Post-budget best case scenario for the Government: Most people react responsibly, saving or investing their tax cuts. Inflation rises but far less than Treasury's forecast. Reserve Bank raises interest rate by a quarter of one percentage point, says it's because the economy is growing and has nothing to do with the budget. Families realise they really are better off, Labour fails to find anyone who says they are worse off. Petrol and power price rises caused by the introduction of the emissions trading scheme are accepted as necessary to deal with climate change. New Zealand First slips to less than 1 percent in the polls. Solo mum says "I'm voting National". All Blacks win World Cup.
Post-budget worst case scenario for the Government: Most people spend their tax cuts, saying they don't have a choice because GST at 15 percent is hurting. Inflation rises above 6 percent. Reserve Bank announces vicious interest rate rise and blames the budget. Families realise they aren't better off, Labour finds hundreds who say they're worse off. Opposition to emissions trading scheme becomes a serious problem. NZ First reaches 7 percent in the polls. Wealthy property owner says "I'm voting for Winston Peters". All Blacks lose to France in quarter-final.
Reality lies somewhere in between, and the Government's bold budget carries with it some risks.
Delivering tax cuts in the second budget of a three-year term deprives Labour of being able to claim the Government is buying votes in an election year, but it leaves a long time for voters to perhaps discover they're back where they were before they were given them, and maybe they've actually gone backwards.
And there is still a budget to come before the election. Prime Minister John Key is indicating he considers last week's tax reforms will last a few years, and any further tax cuts are some way off. He isn't ruling anything out, but another round of cuts would be very difficult to justify as "fiscally neutral" without raising revenue in some other way.
So if this is as good as it gets, next year's budget isn't likely do anything to enhance the Government's popularity.
Maybe it doesn't think it will need to. National's poll rating has been remarkably stable and nothing seems to have an impact on Key's personal popularity. If it can ride that through to around the end of next year, it won't have much to worry about.
Unless Finance Minister Bill English's tight-fisted approach to new spending, essential because he is trying to keep debt under control while the Government borrows $240 million a week, has a detrimental impact on public services.
Most government departments didn't get an increase in their budgets. They are being told to do better by working harder and smarter.
It won't be easy and the public health service must be the most vulnerable. Out of $1.1 billion new spending, health was given $507 million. In last year's budget it was given $750 million, and in previous budgets under Labour it gained far more than that each year.
The health demographics are horrible, with more elderly people needing services which cost more each year to deliver.
Health Minister Tony Ryall says $507 million is enough to protect services against inflation and population growth, and promises frontline services will continue to improve.
The definition of "frontline services" is already becoming blurred and Labour is finding more and more reasons to complain about deprivation and misery.

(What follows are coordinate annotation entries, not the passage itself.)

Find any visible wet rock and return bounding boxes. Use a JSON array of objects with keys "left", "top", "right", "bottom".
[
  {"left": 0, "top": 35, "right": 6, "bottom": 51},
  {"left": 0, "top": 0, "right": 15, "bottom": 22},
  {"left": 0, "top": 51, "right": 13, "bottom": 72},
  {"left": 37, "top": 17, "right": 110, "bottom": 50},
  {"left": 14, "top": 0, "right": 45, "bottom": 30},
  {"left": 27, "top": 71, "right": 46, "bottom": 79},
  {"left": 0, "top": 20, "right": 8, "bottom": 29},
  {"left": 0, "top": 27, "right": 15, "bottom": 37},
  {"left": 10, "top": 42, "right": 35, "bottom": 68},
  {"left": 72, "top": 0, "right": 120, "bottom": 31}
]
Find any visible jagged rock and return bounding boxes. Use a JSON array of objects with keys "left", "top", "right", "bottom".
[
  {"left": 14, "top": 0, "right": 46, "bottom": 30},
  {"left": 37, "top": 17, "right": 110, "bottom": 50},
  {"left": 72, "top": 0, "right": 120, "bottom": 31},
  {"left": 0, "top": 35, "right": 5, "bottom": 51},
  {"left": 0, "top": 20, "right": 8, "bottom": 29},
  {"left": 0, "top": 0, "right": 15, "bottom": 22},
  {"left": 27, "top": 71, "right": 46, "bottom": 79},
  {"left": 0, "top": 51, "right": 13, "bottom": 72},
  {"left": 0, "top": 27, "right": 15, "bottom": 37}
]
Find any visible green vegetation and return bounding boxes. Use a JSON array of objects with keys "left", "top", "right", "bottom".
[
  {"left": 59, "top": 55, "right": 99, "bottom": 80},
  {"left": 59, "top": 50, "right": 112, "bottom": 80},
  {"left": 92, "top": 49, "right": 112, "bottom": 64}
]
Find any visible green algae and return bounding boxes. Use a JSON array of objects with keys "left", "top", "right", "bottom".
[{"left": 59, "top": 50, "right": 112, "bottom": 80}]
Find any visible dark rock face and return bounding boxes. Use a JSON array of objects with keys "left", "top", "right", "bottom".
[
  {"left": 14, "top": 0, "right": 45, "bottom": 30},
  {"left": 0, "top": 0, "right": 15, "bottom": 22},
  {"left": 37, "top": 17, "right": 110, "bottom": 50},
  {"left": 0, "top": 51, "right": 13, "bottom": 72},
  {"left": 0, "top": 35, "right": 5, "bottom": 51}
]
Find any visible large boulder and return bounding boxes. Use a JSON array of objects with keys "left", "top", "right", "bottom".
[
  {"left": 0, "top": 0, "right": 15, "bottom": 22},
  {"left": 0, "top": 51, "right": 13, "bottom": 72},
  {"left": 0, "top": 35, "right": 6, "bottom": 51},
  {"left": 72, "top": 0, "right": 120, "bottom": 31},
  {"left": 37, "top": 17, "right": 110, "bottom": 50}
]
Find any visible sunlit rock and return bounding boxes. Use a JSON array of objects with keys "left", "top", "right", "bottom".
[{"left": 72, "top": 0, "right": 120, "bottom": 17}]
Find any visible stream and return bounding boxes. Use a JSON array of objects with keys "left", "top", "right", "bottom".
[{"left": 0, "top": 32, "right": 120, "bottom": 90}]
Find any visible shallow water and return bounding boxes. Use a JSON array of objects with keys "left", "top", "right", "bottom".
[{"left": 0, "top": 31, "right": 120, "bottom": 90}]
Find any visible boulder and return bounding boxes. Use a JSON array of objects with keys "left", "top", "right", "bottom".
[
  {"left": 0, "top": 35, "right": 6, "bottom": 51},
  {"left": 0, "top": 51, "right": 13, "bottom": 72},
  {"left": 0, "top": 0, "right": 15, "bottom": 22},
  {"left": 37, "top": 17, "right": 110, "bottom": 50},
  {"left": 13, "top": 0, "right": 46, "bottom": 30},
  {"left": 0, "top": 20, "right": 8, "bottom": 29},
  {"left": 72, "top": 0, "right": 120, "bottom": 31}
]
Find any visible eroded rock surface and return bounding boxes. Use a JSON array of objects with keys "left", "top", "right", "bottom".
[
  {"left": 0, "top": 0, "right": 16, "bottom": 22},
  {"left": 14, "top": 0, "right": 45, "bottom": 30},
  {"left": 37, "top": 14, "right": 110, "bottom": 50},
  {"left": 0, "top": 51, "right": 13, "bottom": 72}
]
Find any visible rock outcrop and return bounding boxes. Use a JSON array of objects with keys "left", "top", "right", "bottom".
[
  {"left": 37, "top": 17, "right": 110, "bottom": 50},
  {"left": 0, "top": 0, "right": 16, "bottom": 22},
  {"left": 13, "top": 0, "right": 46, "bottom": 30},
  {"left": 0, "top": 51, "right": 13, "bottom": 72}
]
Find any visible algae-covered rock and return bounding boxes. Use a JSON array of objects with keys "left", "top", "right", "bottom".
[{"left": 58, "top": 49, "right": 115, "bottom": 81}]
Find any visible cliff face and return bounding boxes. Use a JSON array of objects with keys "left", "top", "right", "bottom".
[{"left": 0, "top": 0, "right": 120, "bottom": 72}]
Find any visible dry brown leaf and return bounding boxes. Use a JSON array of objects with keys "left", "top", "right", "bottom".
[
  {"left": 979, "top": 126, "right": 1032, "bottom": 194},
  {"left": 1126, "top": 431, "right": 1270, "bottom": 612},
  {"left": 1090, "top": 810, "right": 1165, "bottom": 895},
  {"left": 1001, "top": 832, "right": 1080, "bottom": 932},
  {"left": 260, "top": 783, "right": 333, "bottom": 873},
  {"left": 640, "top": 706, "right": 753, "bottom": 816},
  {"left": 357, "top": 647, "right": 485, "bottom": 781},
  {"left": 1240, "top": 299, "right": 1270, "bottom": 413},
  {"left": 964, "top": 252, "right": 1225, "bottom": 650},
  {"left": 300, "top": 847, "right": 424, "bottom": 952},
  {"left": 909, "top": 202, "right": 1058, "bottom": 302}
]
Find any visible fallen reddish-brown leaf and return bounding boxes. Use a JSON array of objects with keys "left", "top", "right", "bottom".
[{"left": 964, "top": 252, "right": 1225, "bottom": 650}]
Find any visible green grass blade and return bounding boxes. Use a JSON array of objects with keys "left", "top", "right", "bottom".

Labour's leader, Phil Goff, is vowing to fight the budget "all the way to the ballot box" and sees it as the opening his party has been waiting for.
Between now and October 1, when the tax cuts come in and GST increases, Labour will be adding up every little price rise it can find to show the cuts have been wiped out even before they have been delivered.
Labour needs to get some real traction on this, because it hasn't been able to make much of an impact on anything since the election. It thinks it can, and finance spokesman David Cunliffe is fizzing with anticipation
It will be a while yet before reaction to the budget has settled down and opinion polls start to show whether the Government has gained or lost from it.
Initial response was definitely positive, even though it was tested through unscientific polls like TV One's phone in survey which showed 80 percent in favour. That was a huge majority, and if it is reflected in the random surveys ahead the Government will be pleased with itself.
But the polls which are really going to matter will be those conducted between October 1 and the end of this year, when voters will have figured out whether this really was a budget for the many, not the few, and how it has affected their families.
Immediate reactions to the budget were probably a quick visit to the website tax tables to find out how much it meant in real money. The answers would have been better than most had expected, because the media didn't anticipate that big block of middle income earners getting anything.
Round one goes to the Government. But it might have that nagging feeling that all this has happened too soon for it to carry through to the time when it is going to matter most.